I had been dabbling with poetry while at sea, in an effort to take my mind from the increasing pain. Nicholas was the first person I invited to read my work, and I did so with trepidation, knowing he would not hesitate to tell me if he thought it terrible.

“Your poetry longs for freedom,” he said, setting my notebook down on the quarter galley table with reverence. “You speak not of love for women, as most poets do, but of love for the world and all of her numerous wonders. Yet there is such a great sense of longing.”

“I want to see the world,” I said. “I have travelled halfway across the globe, and yet my world has shrunk to the size of this ship. I’ve been away nearly four years, and have spent a total of fifteen days on foreign soil. I feel as though I’ve seen nothing at all.”

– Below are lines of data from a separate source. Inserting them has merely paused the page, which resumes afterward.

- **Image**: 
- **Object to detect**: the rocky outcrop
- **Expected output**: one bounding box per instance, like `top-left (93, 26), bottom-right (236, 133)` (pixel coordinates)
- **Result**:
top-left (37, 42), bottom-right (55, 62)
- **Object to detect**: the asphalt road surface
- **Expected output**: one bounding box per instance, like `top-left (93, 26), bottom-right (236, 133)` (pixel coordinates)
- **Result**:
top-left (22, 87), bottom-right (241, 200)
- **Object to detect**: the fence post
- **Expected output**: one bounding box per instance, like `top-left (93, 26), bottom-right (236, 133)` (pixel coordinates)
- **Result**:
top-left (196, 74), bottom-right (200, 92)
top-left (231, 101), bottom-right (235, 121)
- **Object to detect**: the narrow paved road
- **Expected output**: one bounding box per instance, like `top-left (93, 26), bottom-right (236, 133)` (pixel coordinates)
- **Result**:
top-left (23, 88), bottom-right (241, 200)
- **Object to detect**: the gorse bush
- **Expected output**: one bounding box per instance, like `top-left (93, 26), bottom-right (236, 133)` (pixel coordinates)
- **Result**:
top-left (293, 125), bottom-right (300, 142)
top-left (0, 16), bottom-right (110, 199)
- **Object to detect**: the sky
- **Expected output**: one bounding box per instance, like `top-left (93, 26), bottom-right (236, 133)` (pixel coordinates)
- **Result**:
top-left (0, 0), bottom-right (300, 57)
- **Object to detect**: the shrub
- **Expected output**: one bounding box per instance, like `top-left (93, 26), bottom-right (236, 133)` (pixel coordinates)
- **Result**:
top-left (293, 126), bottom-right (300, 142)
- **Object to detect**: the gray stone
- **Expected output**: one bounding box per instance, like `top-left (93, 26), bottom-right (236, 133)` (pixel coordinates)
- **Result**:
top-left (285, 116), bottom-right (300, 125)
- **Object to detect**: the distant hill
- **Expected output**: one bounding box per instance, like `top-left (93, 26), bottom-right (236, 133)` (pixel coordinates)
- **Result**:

“But your advancement has been swift enough, and you have the respect of the Captain and at least one of your fellow officers,” he smiled. “You cannot be too impatient, James. A naval career will give you money enough to travel as you wish, if you live simply and contain your enthusiasm for a few more years.”

I suspected my legs would not give me a few more years, but I did not wish him to press me, so I merely nodded. I had not told him about the pain — it was mine to bear as best I could manage. “What of you, Nicholas? What is your greatest wish?”

“I too wish for freedom,” said he. “But it’s freedom of a different sort. It’s freedom from myself, from the voices in my head. I had hoped that perhaps the ocean would grant me that much — a quiet space, where I would be free to think. But so far, it’s as noisy as ever.”

I didn’t understand what he spoke of, and he didn’t elaborate. Our discussion turned to other matters. That night as I raised myself up from my chair and shuffled toward my cabin, the pains sizzling up and down my legs, he reached across the table and squeezed my hand.